Climate Change Meets Sci-fi Dystopia in “The Martian Patriarch”

A few months ago, at about the time the most recent IPCC report was shifting closer and closer to a much needed alarm, at about the same time world ocean temperatures had, once again, broken a hottest (ever) monthly record, and at about the same time that consensus among scientists and meteorologists was rapidly shifting toward a new acceptance that climate change was making the world’s weather radically more dangerous, I picked up a little-known book called “The Martian Patriarch” by Robert Vella.

The Martian Patriarch

(Link: The Martian Patriarch by Robert Vella)

This diamond in the rough of a sci-fi novel was exactly what I needed to both put into context the strange and disturbing events affecting the world’s weather and the angst and anxiety-causing inaction and political blindness of many business and political leaders within the US and around the world.

Yet one more climate summit had passed without more than token action. The power of the world’s polluters — the fossil fuel companies — were as strong and entrenched as ever. A radical right-wing political ideology, backed by many of the world’s monied special interests, had taken root in many western nations, bent on austerity and deconstruction rather than effective action and progress. And the climate movement response, though strong, had yet to dislodge these enduring and powerful forces from their now globalized strongholds.

Fast forward for another 60-80 years of today’s terrible business as usual and we arrive at the future envisioned by Robert Vella’s “Martian Patriarch.” The world’s governments are a fractured coalition of totalitarian regimes. The United States is the victim of an extreme right-wing coup d’etat and now suffers in the iron grip of a predatory, fascist dictator. The world’s ice caps have undergone a rapid melt-down, resulting in the flooding of many coastal cities and weather events can only be described as strange and horrific, spawning periodic great disasters that serve as high points in an ongoing trend of climate degradation.

Thrown into this dark mix, however, are a few points of light. Far away on Mars, a colony of enlightened ecologists, scientists, egalitarians and space travelers have managed the scrape together a bright civilization that is the backdrop to Earth’s dark decline. Space travel between planets, though rare and expensive, has now expanded to the point that massive ships carrying hundreds of souls can leap the distance between planets. And our protagonist, a refreshingly down-to-earth man by the name of Marc Bolton, sets out on a journey that will unlock both the wisdom in his own heart and that of an ancient race who, unbelieving, still extends a helping hand to human beings in the hope that they will progress past their current age of darkness.

“The Martian Patriarch” is both visionary in its willingness to expand on the current troubles of our day and bring them to darker fruition as well as for its ability to provide heroes to give us hope that the future won’t be quite so dark as we fear, to give us hope that, somehow, we will find a way out of the terrible fix we’ve made for ourselves. So at its darkest, “The Martian Patriarch” is an unflinching expose of the most terrible demons of humankind while at its brightest, the book also manages to touch our highest ideals. It is a strange paradox of opposites that seems extraordinarily difficult to pull off, but Robert Vella manages with flying colors.

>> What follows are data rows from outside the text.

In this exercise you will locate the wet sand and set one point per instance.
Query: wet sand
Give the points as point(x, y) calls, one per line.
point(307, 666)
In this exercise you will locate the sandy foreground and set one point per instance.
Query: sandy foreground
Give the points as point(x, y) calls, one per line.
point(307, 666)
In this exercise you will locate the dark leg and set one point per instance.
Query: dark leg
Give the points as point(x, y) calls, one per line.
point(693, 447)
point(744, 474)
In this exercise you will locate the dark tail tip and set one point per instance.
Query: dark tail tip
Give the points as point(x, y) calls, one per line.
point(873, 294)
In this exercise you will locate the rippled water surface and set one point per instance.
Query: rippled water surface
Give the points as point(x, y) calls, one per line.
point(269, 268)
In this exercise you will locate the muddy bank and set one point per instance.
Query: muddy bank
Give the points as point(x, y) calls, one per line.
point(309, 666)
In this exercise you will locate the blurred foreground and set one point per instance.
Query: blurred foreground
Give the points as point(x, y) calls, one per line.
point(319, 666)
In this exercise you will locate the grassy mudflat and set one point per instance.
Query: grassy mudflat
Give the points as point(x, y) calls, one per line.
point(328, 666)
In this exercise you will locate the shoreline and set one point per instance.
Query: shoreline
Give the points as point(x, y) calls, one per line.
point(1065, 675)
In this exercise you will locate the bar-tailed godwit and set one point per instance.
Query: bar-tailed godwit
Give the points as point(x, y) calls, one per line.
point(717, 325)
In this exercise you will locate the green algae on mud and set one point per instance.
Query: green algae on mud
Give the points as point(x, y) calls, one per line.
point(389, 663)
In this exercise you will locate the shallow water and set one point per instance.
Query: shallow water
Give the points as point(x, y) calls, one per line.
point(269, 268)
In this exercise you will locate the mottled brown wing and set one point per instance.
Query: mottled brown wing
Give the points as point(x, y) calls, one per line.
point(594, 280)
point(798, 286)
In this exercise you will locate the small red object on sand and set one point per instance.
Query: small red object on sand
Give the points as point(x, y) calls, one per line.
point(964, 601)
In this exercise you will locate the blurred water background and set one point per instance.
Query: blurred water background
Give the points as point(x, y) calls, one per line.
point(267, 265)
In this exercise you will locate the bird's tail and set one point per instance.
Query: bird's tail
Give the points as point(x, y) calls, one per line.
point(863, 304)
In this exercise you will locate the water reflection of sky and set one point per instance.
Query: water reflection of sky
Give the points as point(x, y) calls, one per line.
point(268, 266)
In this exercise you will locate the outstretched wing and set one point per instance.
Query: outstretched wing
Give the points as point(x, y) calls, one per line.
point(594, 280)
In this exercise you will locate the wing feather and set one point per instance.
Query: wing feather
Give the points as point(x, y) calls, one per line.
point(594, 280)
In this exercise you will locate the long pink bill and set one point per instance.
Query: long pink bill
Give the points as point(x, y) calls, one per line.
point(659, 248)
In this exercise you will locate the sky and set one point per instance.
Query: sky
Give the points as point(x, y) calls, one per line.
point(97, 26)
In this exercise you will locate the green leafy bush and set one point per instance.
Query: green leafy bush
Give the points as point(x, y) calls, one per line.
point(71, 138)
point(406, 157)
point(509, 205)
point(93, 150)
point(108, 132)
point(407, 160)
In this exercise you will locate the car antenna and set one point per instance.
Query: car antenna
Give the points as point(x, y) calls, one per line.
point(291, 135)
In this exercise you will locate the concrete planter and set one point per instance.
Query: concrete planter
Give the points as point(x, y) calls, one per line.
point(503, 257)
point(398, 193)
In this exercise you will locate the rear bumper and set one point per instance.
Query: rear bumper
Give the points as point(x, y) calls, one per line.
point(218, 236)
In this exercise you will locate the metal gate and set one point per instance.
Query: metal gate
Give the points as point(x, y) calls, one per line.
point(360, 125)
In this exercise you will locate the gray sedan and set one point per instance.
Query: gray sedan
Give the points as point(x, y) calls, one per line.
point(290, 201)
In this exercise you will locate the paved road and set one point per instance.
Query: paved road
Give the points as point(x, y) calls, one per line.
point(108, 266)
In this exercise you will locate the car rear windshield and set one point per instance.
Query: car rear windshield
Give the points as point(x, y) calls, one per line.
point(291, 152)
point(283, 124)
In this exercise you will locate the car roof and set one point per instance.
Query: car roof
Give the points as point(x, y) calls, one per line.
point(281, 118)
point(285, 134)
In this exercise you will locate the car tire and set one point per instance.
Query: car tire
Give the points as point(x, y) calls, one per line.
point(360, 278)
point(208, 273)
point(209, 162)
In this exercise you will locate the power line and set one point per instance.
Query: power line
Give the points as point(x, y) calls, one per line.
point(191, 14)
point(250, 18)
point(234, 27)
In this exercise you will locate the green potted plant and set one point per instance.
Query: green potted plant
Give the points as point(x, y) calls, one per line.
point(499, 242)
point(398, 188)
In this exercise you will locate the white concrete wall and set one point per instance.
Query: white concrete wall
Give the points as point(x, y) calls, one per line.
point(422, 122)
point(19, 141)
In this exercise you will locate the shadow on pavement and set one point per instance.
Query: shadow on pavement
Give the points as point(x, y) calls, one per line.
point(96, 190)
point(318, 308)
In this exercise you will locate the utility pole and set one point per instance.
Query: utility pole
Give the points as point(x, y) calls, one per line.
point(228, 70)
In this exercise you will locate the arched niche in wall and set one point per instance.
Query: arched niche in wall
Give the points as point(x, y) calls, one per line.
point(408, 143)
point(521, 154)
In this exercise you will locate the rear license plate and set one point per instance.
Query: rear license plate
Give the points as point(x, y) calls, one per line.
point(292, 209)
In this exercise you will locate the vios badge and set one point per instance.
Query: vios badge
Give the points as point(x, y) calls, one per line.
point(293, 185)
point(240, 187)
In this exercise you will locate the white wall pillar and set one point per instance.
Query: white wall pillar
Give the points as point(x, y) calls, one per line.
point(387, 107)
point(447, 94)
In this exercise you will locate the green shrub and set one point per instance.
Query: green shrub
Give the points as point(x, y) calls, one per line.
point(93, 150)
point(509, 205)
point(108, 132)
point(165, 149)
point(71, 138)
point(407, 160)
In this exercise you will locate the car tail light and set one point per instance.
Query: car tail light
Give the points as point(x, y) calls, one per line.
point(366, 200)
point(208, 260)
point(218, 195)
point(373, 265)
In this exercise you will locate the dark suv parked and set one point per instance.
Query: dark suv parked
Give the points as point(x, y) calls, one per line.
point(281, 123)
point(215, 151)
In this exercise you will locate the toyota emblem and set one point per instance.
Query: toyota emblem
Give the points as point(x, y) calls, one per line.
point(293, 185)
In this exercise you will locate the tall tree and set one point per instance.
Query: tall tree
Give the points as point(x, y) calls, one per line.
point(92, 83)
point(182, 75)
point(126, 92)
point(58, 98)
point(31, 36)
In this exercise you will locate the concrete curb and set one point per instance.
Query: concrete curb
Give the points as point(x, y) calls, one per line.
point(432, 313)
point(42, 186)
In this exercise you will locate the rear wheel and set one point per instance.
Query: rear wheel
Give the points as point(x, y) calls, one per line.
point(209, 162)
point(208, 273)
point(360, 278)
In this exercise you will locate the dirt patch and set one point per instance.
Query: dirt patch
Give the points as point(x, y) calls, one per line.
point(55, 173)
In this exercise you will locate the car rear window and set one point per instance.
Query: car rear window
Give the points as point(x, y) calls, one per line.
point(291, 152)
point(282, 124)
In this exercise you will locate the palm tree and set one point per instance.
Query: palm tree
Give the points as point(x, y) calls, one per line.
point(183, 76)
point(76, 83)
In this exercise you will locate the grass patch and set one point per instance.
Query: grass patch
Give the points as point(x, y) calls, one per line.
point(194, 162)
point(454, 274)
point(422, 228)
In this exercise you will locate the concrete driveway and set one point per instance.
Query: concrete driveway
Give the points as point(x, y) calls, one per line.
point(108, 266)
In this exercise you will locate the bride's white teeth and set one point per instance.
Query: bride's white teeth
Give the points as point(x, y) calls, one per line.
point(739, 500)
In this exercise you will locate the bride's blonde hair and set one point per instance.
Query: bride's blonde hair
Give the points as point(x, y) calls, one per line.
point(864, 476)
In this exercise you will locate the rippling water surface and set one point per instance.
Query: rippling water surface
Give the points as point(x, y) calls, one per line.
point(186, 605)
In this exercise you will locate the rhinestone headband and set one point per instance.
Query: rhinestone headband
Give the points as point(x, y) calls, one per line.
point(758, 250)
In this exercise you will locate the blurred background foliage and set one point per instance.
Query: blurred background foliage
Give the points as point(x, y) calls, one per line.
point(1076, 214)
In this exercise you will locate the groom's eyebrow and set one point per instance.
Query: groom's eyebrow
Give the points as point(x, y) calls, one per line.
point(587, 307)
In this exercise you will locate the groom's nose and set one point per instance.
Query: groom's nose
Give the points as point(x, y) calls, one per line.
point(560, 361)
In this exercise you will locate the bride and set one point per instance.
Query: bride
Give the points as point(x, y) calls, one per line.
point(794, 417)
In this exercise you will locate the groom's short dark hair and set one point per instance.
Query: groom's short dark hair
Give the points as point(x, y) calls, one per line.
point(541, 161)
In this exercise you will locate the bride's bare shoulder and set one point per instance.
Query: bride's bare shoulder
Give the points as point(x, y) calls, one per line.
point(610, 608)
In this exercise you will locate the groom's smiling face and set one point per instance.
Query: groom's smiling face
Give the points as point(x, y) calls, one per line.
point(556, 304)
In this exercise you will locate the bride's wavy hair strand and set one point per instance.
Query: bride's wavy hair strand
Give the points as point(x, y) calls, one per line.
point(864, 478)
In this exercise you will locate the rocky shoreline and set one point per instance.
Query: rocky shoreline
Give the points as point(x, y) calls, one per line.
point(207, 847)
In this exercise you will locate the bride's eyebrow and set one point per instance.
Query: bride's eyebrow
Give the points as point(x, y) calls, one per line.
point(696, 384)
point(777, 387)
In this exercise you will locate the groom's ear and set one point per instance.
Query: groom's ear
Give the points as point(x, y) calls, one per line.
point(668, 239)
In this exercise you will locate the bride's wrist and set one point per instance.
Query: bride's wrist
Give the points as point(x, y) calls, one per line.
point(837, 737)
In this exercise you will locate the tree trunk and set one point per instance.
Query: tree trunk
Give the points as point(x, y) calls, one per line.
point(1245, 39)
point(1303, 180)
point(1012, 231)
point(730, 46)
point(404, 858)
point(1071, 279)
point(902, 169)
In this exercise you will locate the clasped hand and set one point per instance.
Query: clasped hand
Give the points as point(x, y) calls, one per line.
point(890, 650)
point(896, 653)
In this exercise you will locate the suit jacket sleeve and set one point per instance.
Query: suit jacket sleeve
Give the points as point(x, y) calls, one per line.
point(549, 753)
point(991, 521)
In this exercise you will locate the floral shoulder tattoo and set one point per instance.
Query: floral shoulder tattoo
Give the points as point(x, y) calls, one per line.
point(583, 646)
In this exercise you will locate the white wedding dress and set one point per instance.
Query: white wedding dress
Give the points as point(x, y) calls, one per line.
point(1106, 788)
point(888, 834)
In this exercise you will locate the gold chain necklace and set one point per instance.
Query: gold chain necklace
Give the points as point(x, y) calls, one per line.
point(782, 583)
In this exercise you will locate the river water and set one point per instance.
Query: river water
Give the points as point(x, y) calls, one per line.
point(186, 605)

Last of all, the book is almost impossible to put down. The pacing demands that the next page be turned, and then the next, and then the next, until the book is finished and you are left with the wonderful mental aftertaste of space opera meets environmental catastrophe meets dystopian Earth, meets the seeding of a multi-planet humanity. There is romance (both tragic and otherworldly), there are battles in the dark of space between worlds, there are tales of disaster after disaster, and there is the shining hope of a new world and a new people willing to work together selflessly to help one another. All crammed into 300 pages in a way that gives the book a nigh-irresistible pull.

Though “The Martian Patriarch” possesses a few of the expected rough edges — a couple of grammar errors, a few awkward sentences, and a cover presentation that does this amazingly creative work little justice — they do not at all detract from this masterful story. In fact, I’ve read a number of mainstream novels that offend more in this regard. If I had one complaint it would be due to my effort to suspend disbelief that a humanity afflicted with the same small-minded, selfish, and brutish leaders of today would even be capable of organizing the resources needed to begin the arduous and complex process of interplanetary colonization. In my view, a civilization unable to tackle the simpler, though still very difficult, problems of climate change, resource depletion, overpopulation, and institutionalized human greed, would also be unable to mount the massive effort needed to reach new planets and develop effective civilizations there. In my view, the overthrow and diminishment of the brutes would have to happen first, not later.

But this minor niggle of opinion did not at all detract from my enjoyment of what was, by equal parts, a visionary, entertaining, and masterful tale worthy of the greats of science fiction. Hats off to Robert who is obviously possessed of great heart, stunning imagination, and a vision for extraordinary tale-telling. I highly recommend the work to anyone interested in sci-fi, the environment, or humanity’s future.